In deze zaak hebben twee passagiers een verzoek ingediend tegen de luchtvaartmaatschappij Finnair Oyj, omdat zij compensatie eisen voor een vertraging van hun vlucht van Shanghai naar Amsterdam op 28 augustus 2019. De passagiers arriveerden vijf uur en 40 minuten later dan gepland op hun eindbestemming, wat hen aanleiding gaf om compensatie te verzoeken op basis van de Europese Verordening (EG) nr. 261/2004. De vervoerder, Finnair, heeft geweigerd deze compensatie te betalen en deed een beroep op buitengewone omstandigheden, namelijk schade door blikseminslag aan het vliegtuig, die volgens hen de vertraging had veroorzaakt.
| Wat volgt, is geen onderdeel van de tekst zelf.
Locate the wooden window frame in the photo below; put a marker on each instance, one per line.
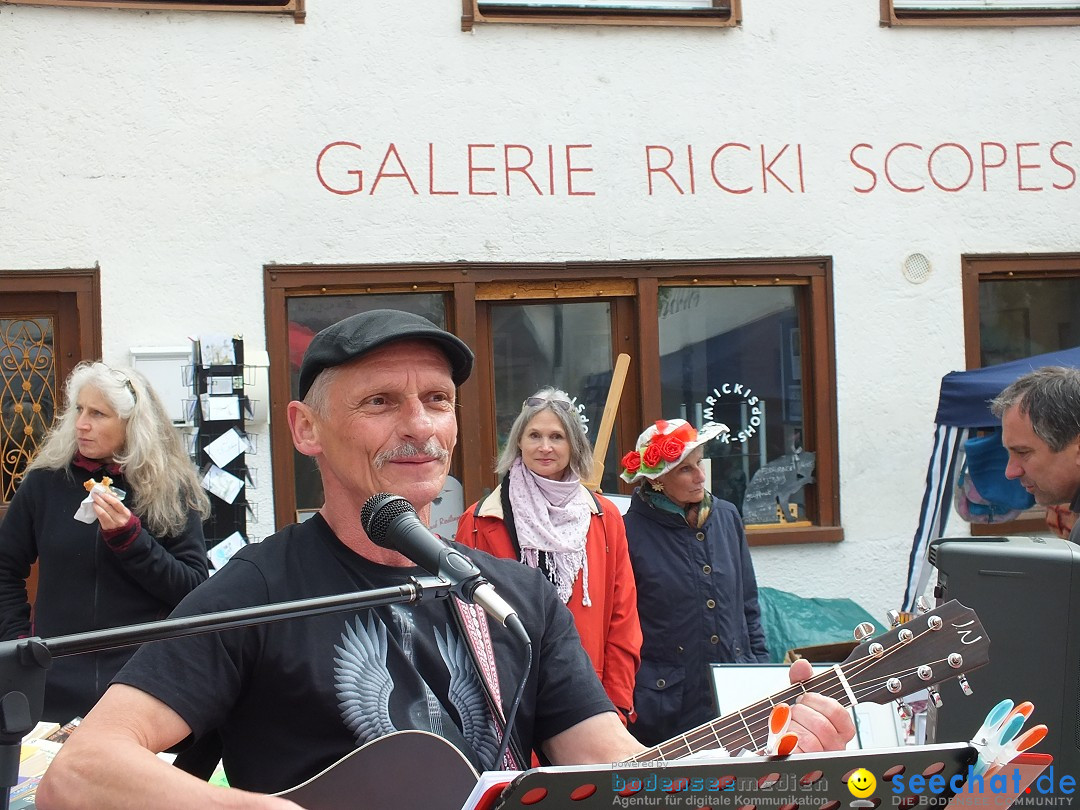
(975, 18)
(82, 285)
(292, 8)
(726, 14)
(1006, 267)
(632, 287)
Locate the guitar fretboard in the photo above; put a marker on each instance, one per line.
(747, 728)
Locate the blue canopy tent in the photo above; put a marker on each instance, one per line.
(963, 405)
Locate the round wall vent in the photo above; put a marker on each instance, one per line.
(917, 268)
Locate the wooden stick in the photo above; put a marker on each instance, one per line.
(607, 421)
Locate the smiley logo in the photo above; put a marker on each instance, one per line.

De kantonrechter heeft vastgesteld dat de vervoerder onvoldoende bewijs heeft geleverd om aan te tonen dat de vertraging het gevolg was van buitengewone omstandigheden. Hoewel de vervoerder heeft aangegeven dat de vlucht AY87, die voorafging aan de vertraagde vlucht AY88, door blikseminslag was vertraagd, kon niet worden aangetoond dat deze vertraging direct effect had op de uitvoering van vlucht AY88. De vervoerder heeft geen vluchtrapport overgelegd dat de relatie tussen de vertragingen aantoont, en de kantonrechter oordeelde dat de vertraging van vlucht AY88 niet het gevolg was van de door de vervoerder aangevoerde buitengewone omstandigheden.
Uiteindelijk heeft de kantonrechter geoordeeld dat de passagiers recht hebben op compensatie van € 1.200,00, en dat de proceskosten voor rekening van de vervoerder komen. De beslissing is genomen door kantonrechter mr. S.N. Schipper en is openbaar uitgesproken. Tegen deze beschikking staat geen hoger beroep open.